During the period 2011-12 to 2024-25, the share of manufacturing in GDP has stagnated at 14-17 %. It has been the intention of the Government post economic reforms in 1991 to raise its share to 25 %. This target, despite repeated extension, still remains elusive. Another plan was to raise the share of workers engaged in manufacturing to at least 100 million; we have just reached two thirds of that level in 2023-24 (11.4 % of total workers). Overall manufacturing growth during 2011-2025 has averaged 5.9 % as against overall GDP growth of 6.0 %. To get a 25% share in GDP, overall rate of growth of manufacturing needs to be nearly 1.6 times the rate of growth of GDP.
Trade disruptions, supply chain chokes, geopolitical uncertainties, need for a greater oversight of the production process, job creation, innovation and national security reasons make a strong case for onshoring manufacturing. India cannot be an exemption to this. For our growth we need to pull all levers of economic activity, including manufacturing.
Our analysis reveals that, as a nation, we need to develop and adhere to a strategic intent for manufacturing. Like China’s Strategic Development Plan 2025. In our broader economic and development goals, we should identify key focus areas or core sectors for development, including in manufacturing. Government must build consensus among the stakeholders for these focus areas so that future governments will not deviate from these goals.
The Chief Economic Adviser has already recommended that the govt must get out of the way of business, roll back regulations significantly, stop micro managing economic activity, shift from “guilty until proven innocent” to “innocent until proven” outlook, regulation not standing in the way of innovation and creating a competitive environment. We believe that his recommendations must be implemented effectively.
Emphasis on effectiveness of R&D is necessary. China has a reservoir of AI experts built up through emphasis on R&D. Domestic labs, innovators, institutions have been funded adequately by them. This includes repatriation of Chinese AI experts from abroad. Tamil Nadu has developed a scheme to get overseas top Indian talent to repatriate. One hopes that the RDI scheme approved this month will be tailored to perform a similar function.
Manufacturing provides forward and backward linkages to the sectors of the economy.
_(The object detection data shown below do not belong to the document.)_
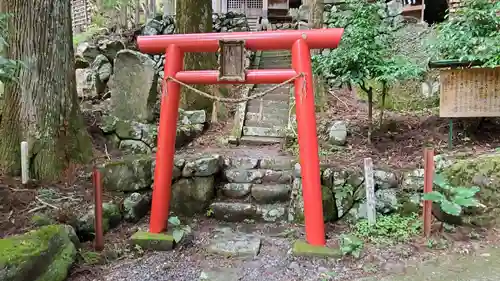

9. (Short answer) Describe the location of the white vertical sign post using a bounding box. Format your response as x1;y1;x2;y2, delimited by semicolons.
364;158;377;225
21;141;30;184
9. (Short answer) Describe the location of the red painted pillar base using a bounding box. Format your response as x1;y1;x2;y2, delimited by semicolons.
292;39;326;246
149;45;184;233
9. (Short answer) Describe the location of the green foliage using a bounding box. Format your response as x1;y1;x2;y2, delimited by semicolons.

Its development stimulates demand for more and better primary goods (in agriculture and mining) and services (as banking, insurance, communication, trade and transport). Manufacturing also generates externalities in technology and skill development for sustaining competitiveness. More than the desirability, the concerns are more about the feasibility of growth.
Manufacturing in India, as elsewhere, has been a mix of sectors. Use of technology has impacted the sectors of manufacturing. During 2011-2023, for which disaggregate data in terms of characteristics of manufacturing is available, it is observed that average value added in manufacturing was Rs.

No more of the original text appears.